On a balmy Saturday morning, the streets of Manhattan teemed with St Patrick’s Day revellers in their thousands, decked out in shamrock green colours ready for the Fifth Avenue parade, the 251st of its kind and of course, like everything here, the biggest and best in the World.
We arrived at our meeting point on 45th Street, where my daughter was to skip, hop and jig the route up to Central Park with the ubiquitous and talented Niall O’Leary School of Irish Dance. A couple of burly Irish bagpipe players had just kicked off, followed closely by the rhythmic drumming of a high school band from New Jersey, behind whom we were to follow. A three-hour wait to join the parade was anticipated, but it didn’t curb an ounce of the participants’ enthusiasm; or was it because we were bang on the doorstep of an Irish pub?
Amy and I snuck in: a lemonade for her and a touch of curiosity for me. As we snaked ourway through a throng of NY Firemen supping on pints of the obligatory black stuff, I couldn’t help but marvel over the emerald sea of kitschy-clothed Manhattanites celebrating everything that is Irish.
And after imbibing a little Irish courage of my own, I whipped out my handheld recorder and learnt about the importance of having a tad (any will do) of Irish ancestry.

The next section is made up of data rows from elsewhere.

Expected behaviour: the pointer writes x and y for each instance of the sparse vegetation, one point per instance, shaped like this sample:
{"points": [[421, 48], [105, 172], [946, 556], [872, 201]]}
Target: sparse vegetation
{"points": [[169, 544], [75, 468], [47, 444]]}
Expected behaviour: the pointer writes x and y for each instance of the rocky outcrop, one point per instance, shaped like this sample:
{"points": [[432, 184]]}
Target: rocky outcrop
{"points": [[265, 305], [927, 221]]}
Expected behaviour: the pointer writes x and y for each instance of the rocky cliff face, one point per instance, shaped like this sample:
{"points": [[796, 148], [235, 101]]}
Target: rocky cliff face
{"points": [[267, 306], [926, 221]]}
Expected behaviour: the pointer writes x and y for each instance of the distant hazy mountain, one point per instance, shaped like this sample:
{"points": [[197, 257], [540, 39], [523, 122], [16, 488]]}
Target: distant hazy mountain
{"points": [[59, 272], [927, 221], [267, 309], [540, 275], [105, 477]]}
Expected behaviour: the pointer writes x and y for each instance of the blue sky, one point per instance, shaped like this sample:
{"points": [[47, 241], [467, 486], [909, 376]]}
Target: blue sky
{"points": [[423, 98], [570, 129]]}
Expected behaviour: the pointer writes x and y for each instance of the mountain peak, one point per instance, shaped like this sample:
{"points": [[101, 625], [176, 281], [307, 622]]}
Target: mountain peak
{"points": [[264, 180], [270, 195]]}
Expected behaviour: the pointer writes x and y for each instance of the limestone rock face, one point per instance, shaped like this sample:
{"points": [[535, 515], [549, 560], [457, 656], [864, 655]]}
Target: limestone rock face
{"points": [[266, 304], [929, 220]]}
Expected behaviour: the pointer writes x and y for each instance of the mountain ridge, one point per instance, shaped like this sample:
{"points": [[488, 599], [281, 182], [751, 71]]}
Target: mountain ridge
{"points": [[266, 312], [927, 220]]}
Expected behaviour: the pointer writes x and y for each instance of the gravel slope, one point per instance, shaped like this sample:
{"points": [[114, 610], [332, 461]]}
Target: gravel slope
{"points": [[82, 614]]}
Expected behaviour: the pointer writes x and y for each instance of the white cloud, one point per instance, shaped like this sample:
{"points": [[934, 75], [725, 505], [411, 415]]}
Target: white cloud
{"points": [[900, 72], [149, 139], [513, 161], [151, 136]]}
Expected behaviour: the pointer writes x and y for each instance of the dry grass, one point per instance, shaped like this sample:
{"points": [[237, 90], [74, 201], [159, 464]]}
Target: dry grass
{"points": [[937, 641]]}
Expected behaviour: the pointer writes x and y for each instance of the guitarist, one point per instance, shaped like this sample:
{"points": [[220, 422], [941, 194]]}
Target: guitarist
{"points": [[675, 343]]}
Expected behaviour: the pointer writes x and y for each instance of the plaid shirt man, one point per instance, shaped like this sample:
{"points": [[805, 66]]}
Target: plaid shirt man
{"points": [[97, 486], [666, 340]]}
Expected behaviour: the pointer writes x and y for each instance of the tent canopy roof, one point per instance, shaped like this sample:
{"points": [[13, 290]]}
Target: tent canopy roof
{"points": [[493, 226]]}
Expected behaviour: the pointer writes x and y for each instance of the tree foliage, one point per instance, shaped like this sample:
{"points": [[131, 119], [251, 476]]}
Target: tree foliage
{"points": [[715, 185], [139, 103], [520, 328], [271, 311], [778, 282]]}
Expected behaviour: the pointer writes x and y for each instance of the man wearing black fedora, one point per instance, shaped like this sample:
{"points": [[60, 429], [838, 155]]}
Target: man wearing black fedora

“Today is my Christmas…I’m not really into too many other holidays,” 32-year-old McGill enthused in his thick New York dialect. Proud of his 50 per cent Irish blood he explained: “My father instilled a lot of Irish pride in me when I was a youngster. Sadly, he passed away five-years-ago, but this was his favourite day of the year…and now it is mine.” He was “hanging out” with his sister and cousin for the day.
First-timers to St Patrick’s Day celebrations, a giggly group of girls standing close said they planned to “bar-hop” their way across the city. “Maybe we’ll manage 17 bars to mark the 17th March!” Jill Laguori laughed. The shamrock tattooed 22-year-old felt her 25 per cent Irish genes were enough of an excuse to party.
“My grandfather came over to New York years ago to look for work, and I am so proud of him, his history and my heritage…and while I’ve never been to Ireland, it’s on my list,” Kelly Zukowski explained while waiting at the bar. She’s a mix of Irish (her Irish mother named her Kelly, a popular Irish name), and Polish ancestry.
A table of jolly-looking older gentleman nursing their Guinness and wearing “All Hallows” white-satin school sashes invited us to join them.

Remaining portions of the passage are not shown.